Après la Deuxième Guerre mondiale, la confiance dans le changement social inéluctable qu’apportera l’Education nouvelle s’est émoussée. La Ligue ne parvient d’ailleurs pas à renaître. L’heure est à l’organisation mondiale des grands programmes d’éducation par l’UNESCO. De nombreux militants s’engagent dans la prise en charge des milliers d’enfants orphelins, perdus ou abandonnés qui errent dans les villes et les campagnes d’Europe et créent la Fédération internationale des Communautés d’enfants (FICE). Au niveau national, se mettent en place des plans de rénovation du système scolaire : c’est le cas en France avec le Plan Langevin-Wallon (1944-1947) qui reprend de nombreux éléments de l’Education nouvelle. Mais celle-ci n’est plus guère animée par la foi militante ; elle est devenue un ensemble de techniques ou de méthodes permettant de rendre les enfants plus actifs dans leurs apprentissages.
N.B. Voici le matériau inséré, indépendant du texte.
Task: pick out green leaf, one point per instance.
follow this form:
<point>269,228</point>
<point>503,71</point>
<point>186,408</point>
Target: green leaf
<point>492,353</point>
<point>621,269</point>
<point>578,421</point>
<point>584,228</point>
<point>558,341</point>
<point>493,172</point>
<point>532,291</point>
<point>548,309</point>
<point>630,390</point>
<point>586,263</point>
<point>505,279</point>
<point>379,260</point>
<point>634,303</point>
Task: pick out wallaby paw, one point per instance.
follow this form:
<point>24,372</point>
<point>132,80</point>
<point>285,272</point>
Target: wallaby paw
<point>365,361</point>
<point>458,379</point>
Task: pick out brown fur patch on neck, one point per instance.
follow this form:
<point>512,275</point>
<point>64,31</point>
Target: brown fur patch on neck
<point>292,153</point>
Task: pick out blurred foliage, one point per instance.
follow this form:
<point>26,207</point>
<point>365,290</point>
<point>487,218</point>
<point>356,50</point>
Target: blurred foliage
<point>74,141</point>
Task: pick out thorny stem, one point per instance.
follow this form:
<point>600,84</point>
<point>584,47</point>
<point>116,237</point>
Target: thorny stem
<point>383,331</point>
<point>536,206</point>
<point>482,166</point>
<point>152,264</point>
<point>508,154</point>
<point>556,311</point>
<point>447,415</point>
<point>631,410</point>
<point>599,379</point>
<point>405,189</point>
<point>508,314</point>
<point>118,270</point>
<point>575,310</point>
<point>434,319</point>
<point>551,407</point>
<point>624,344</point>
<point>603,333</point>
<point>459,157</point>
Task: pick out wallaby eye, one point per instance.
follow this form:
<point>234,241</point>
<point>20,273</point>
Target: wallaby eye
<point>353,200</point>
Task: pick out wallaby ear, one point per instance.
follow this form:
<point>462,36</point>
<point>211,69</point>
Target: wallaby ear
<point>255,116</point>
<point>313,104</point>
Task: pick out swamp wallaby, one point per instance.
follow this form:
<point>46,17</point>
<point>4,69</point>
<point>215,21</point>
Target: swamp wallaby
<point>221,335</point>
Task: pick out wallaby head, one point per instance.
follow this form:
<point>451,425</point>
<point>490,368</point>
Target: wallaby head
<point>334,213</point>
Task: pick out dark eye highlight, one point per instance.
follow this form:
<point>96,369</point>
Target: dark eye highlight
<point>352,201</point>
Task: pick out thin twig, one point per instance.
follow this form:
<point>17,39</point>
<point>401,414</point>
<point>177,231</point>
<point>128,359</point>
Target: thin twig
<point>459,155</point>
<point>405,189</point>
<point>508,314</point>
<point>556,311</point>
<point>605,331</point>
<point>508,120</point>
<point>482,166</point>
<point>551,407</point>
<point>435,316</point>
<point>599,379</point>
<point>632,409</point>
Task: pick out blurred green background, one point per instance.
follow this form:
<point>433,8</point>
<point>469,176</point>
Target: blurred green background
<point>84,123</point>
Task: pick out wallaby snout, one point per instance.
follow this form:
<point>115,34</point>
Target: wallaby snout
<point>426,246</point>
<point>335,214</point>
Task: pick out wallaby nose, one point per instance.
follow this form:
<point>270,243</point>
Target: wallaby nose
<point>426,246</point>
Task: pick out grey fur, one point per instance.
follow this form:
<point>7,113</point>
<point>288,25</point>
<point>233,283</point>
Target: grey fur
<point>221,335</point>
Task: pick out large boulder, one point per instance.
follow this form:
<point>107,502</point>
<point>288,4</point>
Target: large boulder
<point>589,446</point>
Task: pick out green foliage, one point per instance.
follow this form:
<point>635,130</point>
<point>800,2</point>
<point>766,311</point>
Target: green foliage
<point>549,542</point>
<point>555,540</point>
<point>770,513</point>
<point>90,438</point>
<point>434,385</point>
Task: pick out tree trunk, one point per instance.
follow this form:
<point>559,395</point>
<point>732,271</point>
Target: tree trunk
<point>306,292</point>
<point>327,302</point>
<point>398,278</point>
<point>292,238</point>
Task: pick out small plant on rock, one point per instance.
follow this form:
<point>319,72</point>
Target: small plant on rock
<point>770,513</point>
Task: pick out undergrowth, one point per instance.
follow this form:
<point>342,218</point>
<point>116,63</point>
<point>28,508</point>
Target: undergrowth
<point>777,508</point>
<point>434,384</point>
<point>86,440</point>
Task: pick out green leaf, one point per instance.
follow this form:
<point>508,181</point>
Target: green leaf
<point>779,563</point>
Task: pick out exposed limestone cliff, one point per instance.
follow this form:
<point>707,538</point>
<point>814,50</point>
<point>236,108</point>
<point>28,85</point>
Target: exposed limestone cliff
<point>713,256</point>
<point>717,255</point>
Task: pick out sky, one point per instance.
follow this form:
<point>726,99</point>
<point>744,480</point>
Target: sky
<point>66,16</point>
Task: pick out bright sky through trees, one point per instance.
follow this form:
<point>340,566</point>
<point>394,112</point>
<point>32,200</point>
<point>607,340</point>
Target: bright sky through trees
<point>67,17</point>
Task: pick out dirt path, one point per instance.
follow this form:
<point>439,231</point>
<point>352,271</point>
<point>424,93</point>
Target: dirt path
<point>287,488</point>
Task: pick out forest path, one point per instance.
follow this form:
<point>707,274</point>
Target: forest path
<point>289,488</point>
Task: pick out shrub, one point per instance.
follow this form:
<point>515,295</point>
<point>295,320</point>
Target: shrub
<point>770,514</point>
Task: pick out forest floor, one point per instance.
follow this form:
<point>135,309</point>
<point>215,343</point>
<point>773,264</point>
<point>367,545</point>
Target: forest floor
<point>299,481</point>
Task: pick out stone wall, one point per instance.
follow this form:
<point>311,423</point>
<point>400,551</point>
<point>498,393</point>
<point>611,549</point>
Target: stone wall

Cette réduction de l’Education nouvelle explique en partie pourquoi certains courants pédagogiques du mouvement ont réussi, mieux que d’autres, à survivre. Ceux qui y sont parvenus sont organisés dans une structure parfois sectaire et ils ont élaboré un matériel et des techniques qui donnent une consistance concrète à leurs propositions pédagogiques. Ces conditions sont ainsi réunies dans le mouvement de Maria Montessori, dans celui de Célestin Freinet et dans celui des anthroposophes.

L’agitation dans les écoles et les universités à la fin des années 1960 va relancer les débats sur l’éducation et faire remonter les idées en vogue dans le courant de l’Education nouvelle. Il est intéressant de relever à ce sujet le succès éditorial de la série « Pédagogie » des éditions François Maspero. Cette collection dirigée par les concepteurs de la pédagogie institutionnelle va publier notamment quelques textes relatant des expériences éducatives de l’Entre-deux-guerres comme celles d’Alexander Neill ou des communautés scolaires de Hambourg qui apparaîtront aux yeux des lecteurs soixante-huitards comme tout à fait contemporaines. Forger l’homme nouveau par une éducation nouvelle, telle est l’utopie moderne par excellence, maintenue vivante tout au long du XXe siècle par le mouvement de l’Education nouvelle.

Joseph Coquoz

Brève bibliographie

Hameline, Daniel (2002), L’éducation dans le miroir du temps. Lausanne : Ed. Loisirs et Pédagogie/Ed. des Sentiers.

Hameline, Daniel ; Helmchen, Jürgen ; Oelkers, Jürgen (Eds) (1995), L’éducation nouvelle et les enjeux de son histoire. Berne : Peter Lang

Ohayon, Annick ; Ottavi, Dominique ; Savoye, Antoine (Eds) (2004), L’Education nouvelle, histoire, présence et devenir. Berne : Peter Lang

Röhrs, Hermann ; Lenhart Volker (Eds) (1995), Progressive Education Across the Continents. A Handbook. Frankfurt am Main: Peter Lang.